Samarinda– Deretan reklame digital yang terus bertambah di sejumlah ruas Kota Samarinda mulai menuai perhatian.
Sejumlah papan iklan yang berdiri di titik padat lalu lintas ditemukan dalam kondisi miring dan tidak terawat, sehingga dinilai berpotensi mengganggu keselamatan pengguna jalan.
Sekretaris Komisi I DPRD Samarinda, Ronal Stephen Lonteng, meminta pemerintah kota tidak membiarkan kondisi tersebut berlarut tanpa pengawasan ketat, terutama pada konstruksi reklame yang berdiri di ruang publik.
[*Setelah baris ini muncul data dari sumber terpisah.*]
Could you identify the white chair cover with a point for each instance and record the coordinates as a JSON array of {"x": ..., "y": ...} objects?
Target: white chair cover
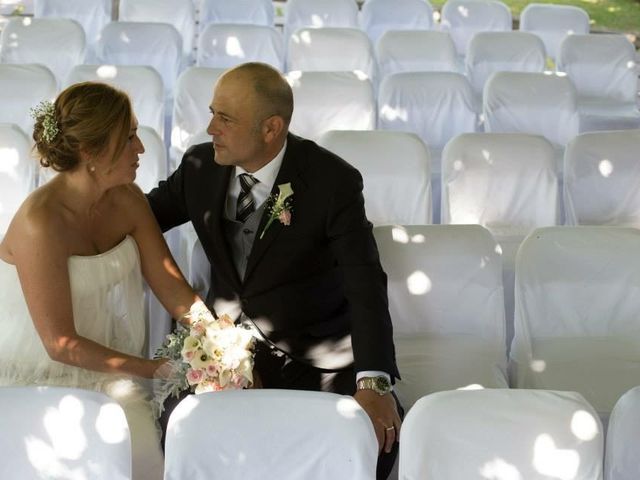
[
  {"x": 227, "y": 45},
  {"x": 22, "y": 87},
  {"x": 256, "y": 12},
  {"x": 396, "y": 170},
  {"x": 330, "y": 101},
  {"x": 603, "y": 69},
  {"x": 283, "y": 434},
  {"x": 62, "y": 433},
  {"x": 464, "y": 18},
  {"x": 57, "y": 43},
  {"x": 191, "y": 115},
  {"x": 158, "y": 45},
  {"x": 577, "y": 297},
  {"x": 553, "y": 22},
  {"x": 93, "y": 15},
  {"x": 379, "y": 16},
  {"x": 621, "y": 452},
  {"x": 179, "y": 13},
  {"x": 536, "y": 103},
  {"x": 491, "y": 52},
  {"x": 314, "y": 50},
  {"x": 312, "y": 13},
  {"x": 17, "y": 172},
  {"x": 447, "y": 307},
  {"x": 602, "y": 173},
  {"x": 142, "y": 84},
  {"x": 502, "y": 434},
  {"x": 415, "y": 51}
]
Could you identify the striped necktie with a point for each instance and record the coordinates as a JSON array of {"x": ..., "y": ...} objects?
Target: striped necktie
[{"x": 245, "y": 205}]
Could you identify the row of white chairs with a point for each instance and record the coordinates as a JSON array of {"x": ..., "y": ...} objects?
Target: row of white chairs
[{"x": 492, "y": 433}]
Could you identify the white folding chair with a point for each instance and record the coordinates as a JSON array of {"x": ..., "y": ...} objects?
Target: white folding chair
[
  {"x": 447, "y": 307},
  {"x": 22, "y": 87},
  {"x": 577, "y": 296},
  {"x": 57, "y": 43},
  {"x": 506, "y": 182},
  {"x": 314, "y": 50},
  {"x": 464, "y": 18},
  {"x": 491, "y": 52},
  {"x": 330, "y": 101},
  {"x": 602, "y": 171},
  {"x": 17, "y": 172},
  {"x": 143, "y": 84},
  {"x": 415, "y": 51},
  {"x": 93, "y": 15},
  {"x": 227, "y": 45},
  {"x": 191, "y": 115},
  {"x": 535, "y": 103},
  {"x": 282, "y": 434},
  {"x": 179, "y": 13},
  {"x": 621, "y": 453},
  {"x": 379, "y": 16},
  {"x": 62, "y": 433},
  {"x": 158, "y": 45},
  {"x": 502, "y": 434},
  {"x": 553, "y": 22},
  {"x": 397, "y": 186},
  {"x": 314, "y": 14},
  {"x": 603, "y": 69},
  {"x": 255, "y": 12}
]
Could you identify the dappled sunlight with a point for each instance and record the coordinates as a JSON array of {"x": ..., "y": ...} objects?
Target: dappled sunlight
[
  {"x": 552, "y": 461},
  {"x": 499, "y": 469}
]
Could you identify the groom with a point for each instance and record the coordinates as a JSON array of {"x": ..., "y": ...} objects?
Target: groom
[{"x": 305, "y": 272}]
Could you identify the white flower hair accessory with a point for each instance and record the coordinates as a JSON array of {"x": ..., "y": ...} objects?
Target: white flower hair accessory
[{"x": 45, "y": 110}]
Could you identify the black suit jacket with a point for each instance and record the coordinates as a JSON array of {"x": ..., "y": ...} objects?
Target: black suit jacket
[{"x": 316, "y": 287}]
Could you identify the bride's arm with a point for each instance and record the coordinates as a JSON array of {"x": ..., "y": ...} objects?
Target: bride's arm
[{"x": 40, "y": 254}]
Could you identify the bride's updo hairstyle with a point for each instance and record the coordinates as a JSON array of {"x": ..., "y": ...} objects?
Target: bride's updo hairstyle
[{"x": 89, "y": 116}]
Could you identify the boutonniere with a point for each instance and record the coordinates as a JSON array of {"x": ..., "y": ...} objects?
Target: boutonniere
[{"x": 279, "y": 207}]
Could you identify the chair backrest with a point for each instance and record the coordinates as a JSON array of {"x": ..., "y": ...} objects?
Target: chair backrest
[
  {"x": 258, "y": 430},
  {"x": 330, "y": 101},
  {"x": 577, "y": 296},
  {"x": 191, "y": 115},
  {"x": 415, "y": 51},
  {"x": 255, "y": 12},
  {"x": 312, "y": 13},
  {"x": 396, "y": 170},
  {"x": 314, "y": 49},
  {"x": 143, "y": 84},
  {"x": 491, "y": 52},
  {"x": 621, "y": 454},
  {"x": 379, "y": 16},
  {"x": 601, "y": 175},
  {"x": 601, "y": 66},
  {"x": 515, "y": 434},
  {"x": 548, "y": 108},
  {"x": 22, "y": 87},
  {"x": 464, "y": 18},
  {"x": 158, "y": 45},
  {"x": 553, "y": 22},
  {"x": 153, "y": 162},
  {"x": 62, "y": 433},
  {"x": 436, "y": 106},
  {"x": 227, "y": 45},
  {"x": 17, "y": 172},
  {"x": 180, "y": 14},
  {"x": 57, "y": 43}
]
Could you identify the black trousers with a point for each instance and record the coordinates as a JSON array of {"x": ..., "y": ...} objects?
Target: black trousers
[{"x": 282, "y": 372}]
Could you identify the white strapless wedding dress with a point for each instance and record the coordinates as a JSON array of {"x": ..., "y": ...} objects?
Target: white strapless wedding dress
[{"x": 107, "y": 297}]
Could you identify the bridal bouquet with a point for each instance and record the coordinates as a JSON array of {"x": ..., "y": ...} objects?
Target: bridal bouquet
[{"x": 211, "y": 354}]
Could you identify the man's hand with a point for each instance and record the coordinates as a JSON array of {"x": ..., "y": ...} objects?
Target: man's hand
[{"x": 383, "y": 412}]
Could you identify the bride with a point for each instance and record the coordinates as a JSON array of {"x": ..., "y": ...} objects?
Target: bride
[{"x": 71, "y": 298}]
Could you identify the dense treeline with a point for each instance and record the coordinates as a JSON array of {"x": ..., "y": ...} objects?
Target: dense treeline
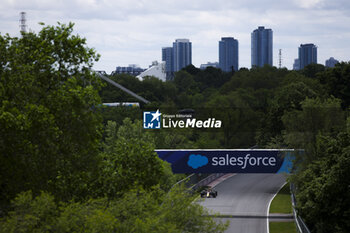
[{"x": 65, "y": 170}]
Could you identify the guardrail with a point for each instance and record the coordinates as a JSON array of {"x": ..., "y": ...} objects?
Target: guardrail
[{"x": 301, "y": 226}]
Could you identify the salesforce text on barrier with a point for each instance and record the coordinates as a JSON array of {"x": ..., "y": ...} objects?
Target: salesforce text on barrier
[{"x": 243, "y": 161}]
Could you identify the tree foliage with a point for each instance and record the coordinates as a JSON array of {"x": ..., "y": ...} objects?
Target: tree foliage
[{"x": 49, "y": 129}]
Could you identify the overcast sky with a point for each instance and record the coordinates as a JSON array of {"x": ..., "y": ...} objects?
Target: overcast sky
[{"x": 134, "y": 31}]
“Beberapa reklame sudah terlihat miring dan ada yang mulai rusak. Kalau dibiarkan, ini bisa membahayakan masyarakat yang melintas,” kata Ronal, Selasa (2/6/2026).
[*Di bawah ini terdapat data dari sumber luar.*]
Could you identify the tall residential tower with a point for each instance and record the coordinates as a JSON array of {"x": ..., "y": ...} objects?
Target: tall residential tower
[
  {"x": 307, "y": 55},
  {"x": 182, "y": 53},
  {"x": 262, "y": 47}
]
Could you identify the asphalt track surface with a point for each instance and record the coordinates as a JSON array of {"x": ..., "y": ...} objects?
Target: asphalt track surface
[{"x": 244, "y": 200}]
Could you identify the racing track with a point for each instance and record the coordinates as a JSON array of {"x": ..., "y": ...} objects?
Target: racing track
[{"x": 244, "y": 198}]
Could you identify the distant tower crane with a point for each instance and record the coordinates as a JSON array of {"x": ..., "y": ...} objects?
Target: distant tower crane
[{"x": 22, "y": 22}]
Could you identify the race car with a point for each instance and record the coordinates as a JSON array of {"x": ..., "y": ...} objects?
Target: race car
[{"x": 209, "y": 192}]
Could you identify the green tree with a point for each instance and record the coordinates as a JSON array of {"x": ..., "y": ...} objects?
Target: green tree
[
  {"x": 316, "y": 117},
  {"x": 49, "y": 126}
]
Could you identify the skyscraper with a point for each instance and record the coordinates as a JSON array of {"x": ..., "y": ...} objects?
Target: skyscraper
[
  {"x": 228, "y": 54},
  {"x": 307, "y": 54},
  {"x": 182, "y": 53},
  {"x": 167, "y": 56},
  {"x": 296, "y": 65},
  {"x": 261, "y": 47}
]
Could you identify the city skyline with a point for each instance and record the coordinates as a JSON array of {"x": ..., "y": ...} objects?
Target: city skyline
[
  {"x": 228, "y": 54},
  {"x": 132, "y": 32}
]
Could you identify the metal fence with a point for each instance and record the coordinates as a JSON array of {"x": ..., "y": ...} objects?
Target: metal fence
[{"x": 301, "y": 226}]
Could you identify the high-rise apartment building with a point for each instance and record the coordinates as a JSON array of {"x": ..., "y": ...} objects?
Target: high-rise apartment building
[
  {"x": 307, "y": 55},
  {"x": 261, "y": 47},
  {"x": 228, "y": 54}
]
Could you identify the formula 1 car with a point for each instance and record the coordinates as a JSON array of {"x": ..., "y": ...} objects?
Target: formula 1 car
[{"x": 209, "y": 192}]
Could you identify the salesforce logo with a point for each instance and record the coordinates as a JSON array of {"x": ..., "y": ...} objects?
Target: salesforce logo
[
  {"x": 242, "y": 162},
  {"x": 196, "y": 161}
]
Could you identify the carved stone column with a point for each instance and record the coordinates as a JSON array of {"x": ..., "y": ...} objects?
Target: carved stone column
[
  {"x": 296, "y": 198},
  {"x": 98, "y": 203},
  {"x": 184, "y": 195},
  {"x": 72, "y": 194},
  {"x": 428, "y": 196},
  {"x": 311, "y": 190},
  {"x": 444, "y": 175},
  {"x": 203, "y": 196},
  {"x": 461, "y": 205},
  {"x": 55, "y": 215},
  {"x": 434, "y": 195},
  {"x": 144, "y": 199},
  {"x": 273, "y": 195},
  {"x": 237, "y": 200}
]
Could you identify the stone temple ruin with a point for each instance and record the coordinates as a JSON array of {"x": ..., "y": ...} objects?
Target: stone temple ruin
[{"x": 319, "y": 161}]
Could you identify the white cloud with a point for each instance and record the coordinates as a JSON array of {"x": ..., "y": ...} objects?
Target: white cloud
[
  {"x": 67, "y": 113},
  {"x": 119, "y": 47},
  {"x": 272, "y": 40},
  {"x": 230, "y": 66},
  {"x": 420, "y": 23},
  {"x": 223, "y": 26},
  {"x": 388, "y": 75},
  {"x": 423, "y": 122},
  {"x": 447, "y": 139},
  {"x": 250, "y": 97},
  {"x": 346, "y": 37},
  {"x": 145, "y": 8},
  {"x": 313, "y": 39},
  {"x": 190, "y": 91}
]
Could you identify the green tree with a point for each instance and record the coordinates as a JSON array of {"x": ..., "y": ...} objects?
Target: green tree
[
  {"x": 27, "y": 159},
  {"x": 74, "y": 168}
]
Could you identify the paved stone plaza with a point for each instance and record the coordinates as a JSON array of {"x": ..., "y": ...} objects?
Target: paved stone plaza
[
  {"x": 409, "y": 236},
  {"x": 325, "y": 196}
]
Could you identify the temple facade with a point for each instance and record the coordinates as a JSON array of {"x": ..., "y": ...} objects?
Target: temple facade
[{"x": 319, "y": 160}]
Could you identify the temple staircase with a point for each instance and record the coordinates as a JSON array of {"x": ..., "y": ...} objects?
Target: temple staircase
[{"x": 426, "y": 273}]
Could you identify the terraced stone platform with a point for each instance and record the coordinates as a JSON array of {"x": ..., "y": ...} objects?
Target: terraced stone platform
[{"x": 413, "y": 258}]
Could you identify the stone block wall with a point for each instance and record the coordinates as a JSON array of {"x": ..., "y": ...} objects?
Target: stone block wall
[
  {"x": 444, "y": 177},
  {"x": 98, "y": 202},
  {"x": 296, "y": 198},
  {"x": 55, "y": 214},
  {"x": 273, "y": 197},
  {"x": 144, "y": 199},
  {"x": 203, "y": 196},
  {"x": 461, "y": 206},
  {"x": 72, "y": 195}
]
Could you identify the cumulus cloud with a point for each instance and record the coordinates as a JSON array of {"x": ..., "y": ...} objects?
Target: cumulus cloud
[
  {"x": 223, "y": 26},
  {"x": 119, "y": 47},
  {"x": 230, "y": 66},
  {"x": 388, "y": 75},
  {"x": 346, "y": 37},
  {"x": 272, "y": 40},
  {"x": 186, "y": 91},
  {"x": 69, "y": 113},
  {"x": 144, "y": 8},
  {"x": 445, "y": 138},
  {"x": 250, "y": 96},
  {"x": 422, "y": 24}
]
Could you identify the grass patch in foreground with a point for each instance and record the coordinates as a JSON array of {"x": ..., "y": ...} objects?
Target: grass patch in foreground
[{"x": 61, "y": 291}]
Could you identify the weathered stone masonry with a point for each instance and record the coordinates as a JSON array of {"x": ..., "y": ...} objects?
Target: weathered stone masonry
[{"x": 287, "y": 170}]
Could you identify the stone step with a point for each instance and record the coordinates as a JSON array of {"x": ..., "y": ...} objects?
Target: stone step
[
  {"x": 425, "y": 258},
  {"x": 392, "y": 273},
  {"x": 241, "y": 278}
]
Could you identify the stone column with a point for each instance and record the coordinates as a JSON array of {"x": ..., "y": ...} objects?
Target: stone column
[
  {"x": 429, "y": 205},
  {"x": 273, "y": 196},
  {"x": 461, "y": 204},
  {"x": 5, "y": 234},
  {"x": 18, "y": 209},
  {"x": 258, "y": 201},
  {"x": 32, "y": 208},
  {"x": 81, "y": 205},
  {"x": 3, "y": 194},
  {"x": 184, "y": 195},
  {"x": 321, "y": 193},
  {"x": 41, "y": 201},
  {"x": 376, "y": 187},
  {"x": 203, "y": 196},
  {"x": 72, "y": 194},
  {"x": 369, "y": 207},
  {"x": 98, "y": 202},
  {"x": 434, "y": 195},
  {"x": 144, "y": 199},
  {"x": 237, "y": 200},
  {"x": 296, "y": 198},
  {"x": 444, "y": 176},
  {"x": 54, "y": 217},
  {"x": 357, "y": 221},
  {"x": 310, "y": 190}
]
Ia menilai persoalan reklame di Samarinda saat ini tidak lagi sebatas urusan estetika kota atau peningkatan Pendapatan Asli Daerah (PAD), tetapi sudah menyangkut aspek keselamatan publik.
Menurutnya, perkembangan reklame modern seperti videotron, LED, dan neon box yang semakin banyak di berbagai titik kota belum diimbangi dengan pengawasan dan aturan yang memadai.
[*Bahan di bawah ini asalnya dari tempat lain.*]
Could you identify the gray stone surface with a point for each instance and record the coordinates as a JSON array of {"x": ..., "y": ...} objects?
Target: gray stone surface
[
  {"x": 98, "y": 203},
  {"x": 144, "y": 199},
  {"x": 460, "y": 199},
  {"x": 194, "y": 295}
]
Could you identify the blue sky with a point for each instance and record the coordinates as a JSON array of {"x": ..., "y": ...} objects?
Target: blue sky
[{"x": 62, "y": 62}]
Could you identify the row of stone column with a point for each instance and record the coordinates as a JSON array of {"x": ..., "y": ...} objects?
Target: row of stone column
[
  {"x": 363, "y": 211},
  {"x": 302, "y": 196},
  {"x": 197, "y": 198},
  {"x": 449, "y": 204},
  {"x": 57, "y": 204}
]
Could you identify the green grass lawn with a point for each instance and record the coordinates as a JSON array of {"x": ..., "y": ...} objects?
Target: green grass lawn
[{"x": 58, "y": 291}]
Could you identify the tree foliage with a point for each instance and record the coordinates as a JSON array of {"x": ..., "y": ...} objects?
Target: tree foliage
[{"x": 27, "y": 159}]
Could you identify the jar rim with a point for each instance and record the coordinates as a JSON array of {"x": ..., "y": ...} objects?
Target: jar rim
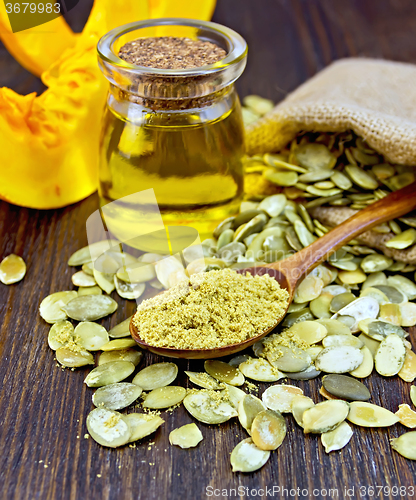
[{"x": 236, "y": 44}]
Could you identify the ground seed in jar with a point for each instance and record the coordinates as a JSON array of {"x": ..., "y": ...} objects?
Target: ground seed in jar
[
  {"x": 167, "y": 52},
  {"x": 211, "y": 310}
]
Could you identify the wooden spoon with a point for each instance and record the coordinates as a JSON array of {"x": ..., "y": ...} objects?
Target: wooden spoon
[{"x": 289, "y": 272}]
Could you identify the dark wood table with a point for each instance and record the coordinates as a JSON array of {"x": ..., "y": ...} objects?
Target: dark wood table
[{"x": 43, "y": 408}]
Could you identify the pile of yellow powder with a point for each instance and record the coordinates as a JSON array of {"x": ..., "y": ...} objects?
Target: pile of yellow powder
[{"x": 211, "y": 310}]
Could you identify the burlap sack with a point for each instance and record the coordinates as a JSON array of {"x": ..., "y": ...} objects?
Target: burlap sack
[{"x": 375, "y": 98}]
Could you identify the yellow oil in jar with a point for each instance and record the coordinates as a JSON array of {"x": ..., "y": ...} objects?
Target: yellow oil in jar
[{"x": 192, "y": 160}]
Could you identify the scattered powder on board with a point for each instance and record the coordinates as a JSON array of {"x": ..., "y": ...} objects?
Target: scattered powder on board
[{"x": 211, "y": 310}]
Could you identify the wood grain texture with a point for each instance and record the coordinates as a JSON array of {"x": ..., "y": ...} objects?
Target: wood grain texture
[{"x": 43, "y": 409}]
Kondisi itu membuat DPRD mendorong penyusunan Rancangan Peraturan Daerah (Raperda) tentang Penyelenggaraan Reklame sebagai dasar hukum baru.
Raperda tersebut diharapkan dapat mempertegas aturan terkait perizinan, standar keamanan konstruksi, pengawasan, hingga sanksi bagi pelanggaran.
“Regulasi baru ini penting supaya pengawasan lebih jelas dan ada kepastian hukum di lapangan,” ujarnya.
Ronal menegaskan penataan reklame yang lebih tertib juga akan berpengaruh pada wajah kota serta kenyamanan ruang publik di Samarinda.
Ia berharap keberadaan reklame tetap bisa menjadi sumber pendapatan daerah, namun tidak mengabaikan faktor keselamatan masyarakat.
“Yang penting tertata, aman, dan tidak mengganggu aktivitas warga,” demikian Ronal. (EFS/ADV).